Written from the perspective of a peg-legged sailor whose limb had been wrenched off in some terrible nautical mishap – with the title repeated four times by way of a chorus – those scant lines of text posed more questions than they answered.
“Was he down on the waterfront, looking at the ships?” Casey wonders. “He probably wasn’t actually seeing a peg-legged guy – it’s not like we had pirates in Boston Harbour in 1950. I really don’t know. But the ambiguity makes it a better song. To me, the words felt light-hearted. And we’ve always had a few songs on every record that don’t take themselves that seriously. I like to think I’m someone who laughs sometimes, not just the guy who walks around bitching about Donald Trump twenty-four-seven."
Perhaps the lyric didn’t catch Guthrie at his most poetic or politically engaged. But the simplicity and repetition, Casey argues, made I’m Shipping Up To Boston even more powerful: there was officially no easier anthem for a St. Patrick’s day crowd to bellow, even after drinking a river of Guinness.

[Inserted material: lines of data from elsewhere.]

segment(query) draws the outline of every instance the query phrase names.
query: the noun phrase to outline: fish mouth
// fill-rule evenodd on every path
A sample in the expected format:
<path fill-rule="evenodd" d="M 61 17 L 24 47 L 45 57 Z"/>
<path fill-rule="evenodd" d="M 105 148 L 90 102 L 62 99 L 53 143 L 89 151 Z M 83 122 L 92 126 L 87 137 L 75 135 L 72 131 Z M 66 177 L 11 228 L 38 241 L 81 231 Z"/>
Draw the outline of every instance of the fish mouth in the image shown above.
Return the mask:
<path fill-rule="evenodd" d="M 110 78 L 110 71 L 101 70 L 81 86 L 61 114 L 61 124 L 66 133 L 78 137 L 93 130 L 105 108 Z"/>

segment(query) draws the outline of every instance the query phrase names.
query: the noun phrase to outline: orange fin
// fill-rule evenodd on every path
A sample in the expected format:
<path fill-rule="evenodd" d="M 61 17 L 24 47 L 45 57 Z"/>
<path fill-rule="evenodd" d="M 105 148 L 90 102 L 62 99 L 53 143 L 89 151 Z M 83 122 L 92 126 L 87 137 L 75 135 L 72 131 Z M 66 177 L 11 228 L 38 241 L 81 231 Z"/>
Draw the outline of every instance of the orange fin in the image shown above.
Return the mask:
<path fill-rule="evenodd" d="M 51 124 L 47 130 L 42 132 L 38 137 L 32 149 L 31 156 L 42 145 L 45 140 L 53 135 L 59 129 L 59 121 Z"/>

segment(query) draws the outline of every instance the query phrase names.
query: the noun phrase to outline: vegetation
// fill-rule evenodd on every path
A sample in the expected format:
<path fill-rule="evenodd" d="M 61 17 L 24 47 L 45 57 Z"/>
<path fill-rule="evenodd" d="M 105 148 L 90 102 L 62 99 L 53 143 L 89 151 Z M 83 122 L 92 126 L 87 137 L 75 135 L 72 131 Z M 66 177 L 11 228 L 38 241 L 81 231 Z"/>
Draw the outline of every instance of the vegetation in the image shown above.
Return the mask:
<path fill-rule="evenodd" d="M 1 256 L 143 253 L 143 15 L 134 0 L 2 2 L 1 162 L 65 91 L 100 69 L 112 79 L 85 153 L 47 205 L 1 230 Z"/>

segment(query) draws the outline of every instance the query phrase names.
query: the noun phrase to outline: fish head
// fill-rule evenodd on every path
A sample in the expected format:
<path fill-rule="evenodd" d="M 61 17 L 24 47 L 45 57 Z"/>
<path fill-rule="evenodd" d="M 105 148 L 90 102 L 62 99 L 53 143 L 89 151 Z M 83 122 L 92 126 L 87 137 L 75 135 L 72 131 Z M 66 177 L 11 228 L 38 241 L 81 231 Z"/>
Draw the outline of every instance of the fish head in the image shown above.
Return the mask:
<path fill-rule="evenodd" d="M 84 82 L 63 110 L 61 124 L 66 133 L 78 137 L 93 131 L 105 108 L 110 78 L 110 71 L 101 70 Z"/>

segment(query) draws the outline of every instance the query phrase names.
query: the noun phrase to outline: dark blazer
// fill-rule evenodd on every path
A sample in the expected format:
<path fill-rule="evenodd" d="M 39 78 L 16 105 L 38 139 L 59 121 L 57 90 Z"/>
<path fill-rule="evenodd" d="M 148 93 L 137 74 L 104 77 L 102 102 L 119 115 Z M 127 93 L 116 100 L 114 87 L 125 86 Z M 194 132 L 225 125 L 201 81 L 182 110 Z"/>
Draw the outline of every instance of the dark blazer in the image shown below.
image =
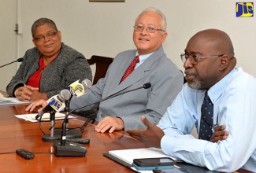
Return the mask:
<path fill-rule="evenodd" d="M 102 101 L 92 107 L 99 107 L 97 120 L 106 116 L 121 117 L 124 129 L 145 128 L 140 116 L 145 115 L 152 123 L 158 123 L 184 83 L 180 69 L 166 57 L 162 46 L 150 55 L 124 81 L 120 81 L 135 57 L 136 50 L 120 53 L 110 64 L 106 75 L 98 80 L 87 94 L 71 101 L 75 109 L 111 94 L 142 86 L 150 83 L 149 89 L 140 89 Z"/>
<path fill-rule="evenodd" d="M 23 86 L 39 69 L 41 53 L 34 47 L 26 51 L 24 61 L 16 75 L 7 85 L 6 92 L 14 96 L 14 89 Z M 91 80 L 90 65 L 84 56 L 76 50 L 62 43 L 60 53 L 42 72 L 40 92 L 46 93 L 47 98 L 58 94 L 63 89 L 78 79 Z"/>

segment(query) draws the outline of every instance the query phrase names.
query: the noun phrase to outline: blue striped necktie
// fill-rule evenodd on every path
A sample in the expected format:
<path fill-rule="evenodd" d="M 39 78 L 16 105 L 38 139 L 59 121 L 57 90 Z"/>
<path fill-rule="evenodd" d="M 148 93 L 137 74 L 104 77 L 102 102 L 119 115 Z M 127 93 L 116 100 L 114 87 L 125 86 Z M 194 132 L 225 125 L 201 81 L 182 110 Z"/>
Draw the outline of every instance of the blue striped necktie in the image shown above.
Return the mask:
<path fill-rule="evenodd" d="M 213 135 L 213 104 L 210 101 L 207 91 L 201 107 L 201 120 L 199 130 L 199 139 L 210 141 Z"/>

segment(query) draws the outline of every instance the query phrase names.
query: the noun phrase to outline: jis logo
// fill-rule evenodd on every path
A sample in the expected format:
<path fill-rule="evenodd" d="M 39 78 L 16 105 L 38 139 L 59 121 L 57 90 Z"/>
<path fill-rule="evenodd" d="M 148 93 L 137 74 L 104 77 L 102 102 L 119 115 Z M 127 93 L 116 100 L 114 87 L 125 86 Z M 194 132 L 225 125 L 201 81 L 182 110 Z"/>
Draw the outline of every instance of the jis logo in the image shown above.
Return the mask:
<path fill-rule="evenodd" d="M 50 101 L 49 105 L 50 105 L 50 107 L 52 107 L 55 110 L 58 110 L 61 107 L 62 103 L 58 101 L 57 99 L 53 98 Z"/>
<path fill-rule="evenodd" d="M 237 17 L 254 17 L 254 2 L 236 2 L 236 11 Z"/>

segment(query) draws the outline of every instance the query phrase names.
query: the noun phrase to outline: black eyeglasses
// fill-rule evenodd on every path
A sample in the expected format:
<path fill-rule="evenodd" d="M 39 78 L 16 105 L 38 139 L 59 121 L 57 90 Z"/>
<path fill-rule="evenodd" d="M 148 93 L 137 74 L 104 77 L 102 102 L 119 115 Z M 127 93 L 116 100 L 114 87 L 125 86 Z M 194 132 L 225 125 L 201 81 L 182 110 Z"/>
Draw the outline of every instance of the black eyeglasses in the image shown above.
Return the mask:
<path fill-rule="evenodd" d="M 165 30 L 154 28 L 154 27 L 134 26 L 133 28 L 137 31 L 142 31 L 144 28 L 146 28 L 146 31 L 150 33 L 154 33 L 157 31 L 165 32 Z"/>
<path fill-rule="evenodd" d="M 198 64 L 200 60 L 204 59 L 204 58 L 208 58 L 208 57 L 221 57 L 224 56 L 224 54 L 221 55 L 213 55 L 213 56 L 208 56 L 208 57 L 198 57 L 197 55 L 190 55 L 188 56 L 186 53 L 181 53 L 180 54 L 180 57 L 181 57 L 181 61 L 183 63 L 185 63 L 186 60 L 188 58 L 189 61 L 191 61 L 191 63 L 192 64 Z"/>
<path fill-rule="evenodd" d="M 46 37 L 47 37 L 47 39 L 53 39 L 54 37 L 55 37 L 57 32 L 58 31 L 51 31 L 51 32 L 47 33 L 46 35 L 38 35 L 38 36 L 35 37 L 34 39 L 37 42 L 43 42 L 46 39 Z"/>

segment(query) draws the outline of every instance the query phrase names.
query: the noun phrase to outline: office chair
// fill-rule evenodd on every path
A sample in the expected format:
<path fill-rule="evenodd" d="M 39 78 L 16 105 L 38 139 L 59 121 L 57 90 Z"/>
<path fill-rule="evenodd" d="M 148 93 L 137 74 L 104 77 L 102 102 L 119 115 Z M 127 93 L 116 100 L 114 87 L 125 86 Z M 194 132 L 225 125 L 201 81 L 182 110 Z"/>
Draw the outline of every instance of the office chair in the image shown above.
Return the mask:
<path fill-rule="evenodd" d="M 90 65 L 96 65 L 95 74 L 92 84 L 95 84 L 98 80 L 101 78 L 104 78 L 106 73 L 106 71 L 109 68 L 109 64 L 112 63 L 113 58 L 102 57 L 98 55 L 91 56 L 91 59 L 87 59 L 87 61 Z"/>

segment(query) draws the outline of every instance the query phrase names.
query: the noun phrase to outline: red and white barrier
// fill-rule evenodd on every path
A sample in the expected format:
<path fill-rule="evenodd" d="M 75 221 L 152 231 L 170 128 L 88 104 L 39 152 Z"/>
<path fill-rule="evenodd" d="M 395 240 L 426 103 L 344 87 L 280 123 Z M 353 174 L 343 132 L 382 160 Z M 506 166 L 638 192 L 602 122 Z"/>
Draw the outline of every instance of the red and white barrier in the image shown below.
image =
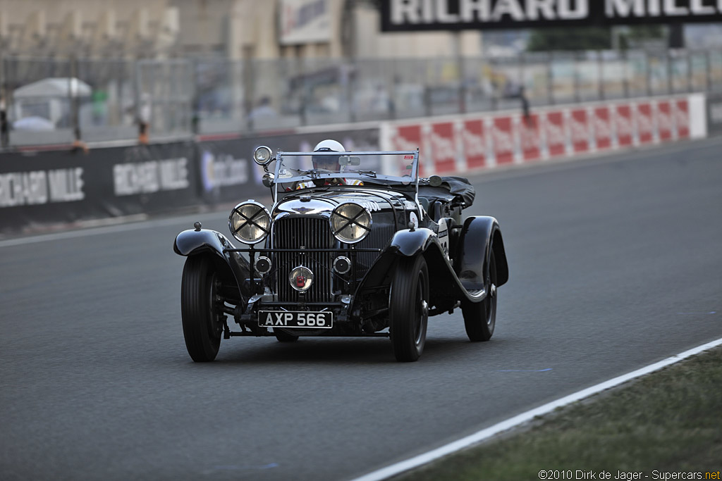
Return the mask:
<path fill-rule="evenodd" d="M 383 150 L 421 152 L 422 175 L 450 175 L 707 136 L 703 94 L 588 102 L 381 124 Z"/>

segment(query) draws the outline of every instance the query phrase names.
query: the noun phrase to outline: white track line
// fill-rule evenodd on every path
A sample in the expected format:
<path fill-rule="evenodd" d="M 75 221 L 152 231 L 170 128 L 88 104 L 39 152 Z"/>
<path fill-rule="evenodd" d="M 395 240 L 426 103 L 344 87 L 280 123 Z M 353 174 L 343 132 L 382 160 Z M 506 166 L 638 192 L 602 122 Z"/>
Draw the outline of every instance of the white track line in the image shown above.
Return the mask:
<path fill-rule="evenodd" d="M 526 411 L 526 412 L 522 412 L 520 415 L 516 415 L 513 418 L 510 418 L 506 420 L 495 424 L 494 425 L 482 429 L 480 431 L 477 431 L 474 434 L 467 436 L 465 438 L 461 438 L 457 441 L 455 441 L 448 444 L 445 444 L 440 448 L 433 449 L 428 452 L 424 453 L 422 454 L 419 454 L 412 458 L 406 459 L 406 461 L 401 461 L 395 464 L 391 464 L 391 466 L 387 466 L 386 467 L 381 468 L 377 471 L 370 472 L 367 475 L 364 475 L 360 477 L 357 477 L 353 479 L 352 481 L 380 481 L 380 480 L 386 480 L 391 476 L 395 476 L 404 471 L 408 471 L 409 469 L 413 469 L 414 468 L 419 467 L 424 464 L 427 464 L 432 461 L 438 459 L 440 457 L 455 453 L 458 451 L 468 448 L 469 446 L 479 443 L 484 439 L 498 434 L 503 431 L 505 431 L 512 428 L 515 428 L 521 424 L 523 424 L 527 421 L 530 421 L 536 416 L 541 416 L 549 412 L 551 412 L 557 407 L 562 406 L 565 406 L 567 405 L 575 402 L 580 400 L 583 400 L 585 397 L 588 397 L 593 394 L 596 394 L 601 392 L 605 389 L 608 389 L 611 387 L 614 387 L 624 382 L 630 381 L 635 378 L 640 377 L 640 376 L 644 376 L 645 374 L 648 374 L 654 371 L 658 371 L 664 367 L 669 366 L 670 364 L 674 364 L 675 363 L 679 362 L 682 359 L 685 359 L 691 356 L 695 356 L 695 354 L 699 354 L 703 350 L 707 350 L 708 349 L 711 349 L 712 348 L 717 347 L 722 345 L 722 338 L 718 339 L 716 340 L 707 343 L 706 344 L 703 344 L 702 345 L 697 346 L 689 350 L 685 350 L 684 353 L 680 353 L 677 356 L 673 356 L 671 358 L 667 358 L 663 361 L 660 361 L 658 363 L 651 364 L 649 366 L 645 366 L 636 371 L 632 371 L 630 373 L 615 377 L 609 381 L 605 381 L 601 384 L 592 386 L 591 387 L 588 387 L 586 389 L 582 389 L 581 391 L 578 391 L 573 394 L 569 394 L 568 396 L 565 396 L 556 401 L 552 401 L 543 406 L 539 406 L 536 407 L 531 411 Z"/>

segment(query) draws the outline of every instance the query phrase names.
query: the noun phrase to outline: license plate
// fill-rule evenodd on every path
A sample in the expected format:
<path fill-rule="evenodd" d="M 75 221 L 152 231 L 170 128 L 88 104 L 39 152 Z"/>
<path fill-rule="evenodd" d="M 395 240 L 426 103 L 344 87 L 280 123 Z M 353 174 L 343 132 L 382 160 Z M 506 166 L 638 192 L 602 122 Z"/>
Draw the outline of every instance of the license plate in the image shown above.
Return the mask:
<path fill-rule="evenodd" d="M 307 311 L 258 311 L 261 327 L 312 327 L 331 329 L 334 327 L 334 313 Z"/>

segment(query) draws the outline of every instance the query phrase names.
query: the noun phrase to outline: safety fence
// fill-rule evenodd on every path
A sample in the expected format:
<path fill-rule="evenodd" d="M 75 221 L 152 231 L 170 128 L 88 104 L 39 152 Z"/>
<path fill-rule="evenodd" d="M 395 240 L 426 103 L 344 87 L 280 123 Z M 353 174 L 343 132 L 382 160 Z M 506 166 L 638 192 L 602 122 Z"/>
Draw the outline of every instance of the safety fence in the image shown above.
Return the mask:
<path fill-rule="evenodd" d="M 4 57 L 6 146 L 490 112 L 722 92 L 722 50 L 527 53 L 430 59 Z"/>
<path fill-rule="evenodd" d="M 308 151 L 331 138 L 349 151 L 419 148 L 422 175 L 465 175 L 701 138 L 708 122 L 710 131 L 722 133 L 721 104 L 720 96 L 678 94 L 535 108 L 528 116 L 508 110 L 87 151 L 20 149 L 0 157 L 0 235 L 258 198 L 269 194 L 262 169 L 251 160 L 259 145 Z"/>

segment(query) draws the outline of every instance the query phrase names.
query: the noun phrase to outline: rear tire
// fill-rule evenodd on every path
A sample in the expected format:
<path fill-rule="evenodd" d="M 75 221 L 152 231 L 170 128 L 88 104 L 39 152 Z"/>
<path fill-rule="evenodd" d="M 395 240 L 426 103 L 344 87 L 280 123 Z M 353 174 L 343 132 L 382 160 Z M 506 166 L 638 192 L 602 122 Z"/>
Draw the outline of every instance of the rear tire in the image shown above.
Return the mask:
<path fill-rule="evenodd" d="M 396 265 L 388 306 L 391 345 L 396 361 L 417 361 L 424 350 L 429 319 L 429 271 L 422 255 Z"/>
<path fill-rule="evenodd" d="M 217 274 L 213 262 L 204 255 L 186 260 L 180 286 L 180 314 L 186 348 L 191 358 L 208 362 L 216 358 L 223 324 L 216 306 Z"/>
<path fill-rule="evenodd" d="M 497 274 L 493 250 L 490 255 L 487 279 L 487 296 L 483 301 L 461 301 L 461 313 L 464 314 L 464 325 L 466 328 L 466 335 L 469 336 L 469 340 L 474 343 L 491 339 L 496 325 Z"/>

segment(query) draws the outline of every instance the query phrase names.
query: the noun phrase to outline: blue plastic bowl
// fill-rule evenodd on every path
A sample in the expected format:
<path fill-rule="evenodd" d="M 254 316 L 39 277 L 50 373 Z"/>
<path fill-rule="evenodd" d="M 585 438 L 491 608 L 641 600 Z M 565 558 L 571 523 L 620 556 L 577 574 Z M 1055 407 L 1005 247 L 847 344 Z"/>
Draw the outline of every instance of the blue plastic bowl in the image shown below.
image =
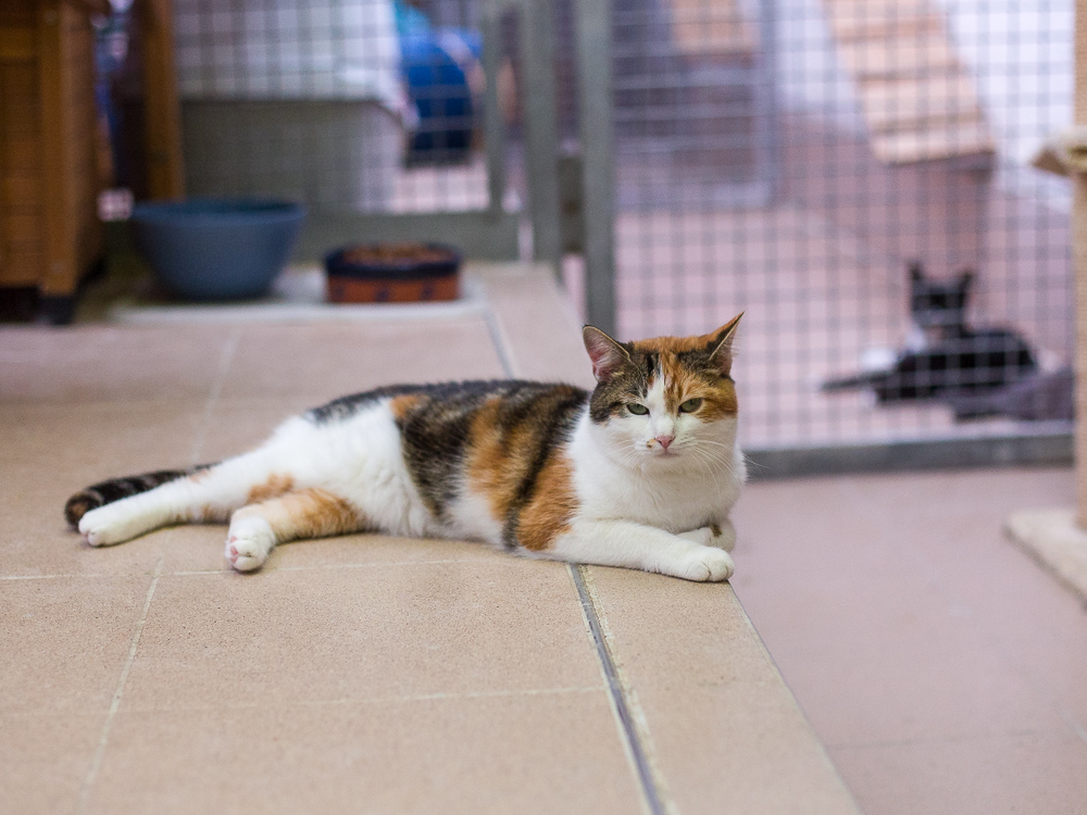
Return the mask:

“You think about AC/DC, who are one of our favourite bands. If there was a shit-load of noodling and drum fills, it’d lose all its power. And that’s where I’m Shipping Up To Boston got its power too. It was the first time in our career that we ever just left space.”
For its first run-out, in 2004, I’m Shipping Up To Boston had a low-key release on the fourth edition of the Hellcat label’s cult Give ’Em The Boot compilation (“That compilation was responsible for breaking us in a lot of ways,” says Casey, “so we felt like we couldn’t say no”). But the version that bottled the anarchy – and caught the ear of film director Martin Scorsese, who used it on the soundtrack to his Oscarwinning film The Departed – was the one on the Murphys’ 2005 album The Warrior’s Code.
“After that we decided to make a music video with our own bootleg version of The Departed,” explains Casey. “The ‘police’ and ‘hooligans’ were real. They’re all friends of ours.”
Five lines might not be much. But, 17 years later, for Casey there’s still nothing like performing I’m Shipping Up To Boston.
“People ask me if I get sick of that song. No, I never have. The beauty of I’m Shipping Up To Boston is that it’s only two minutes long. It leaves you wanting more."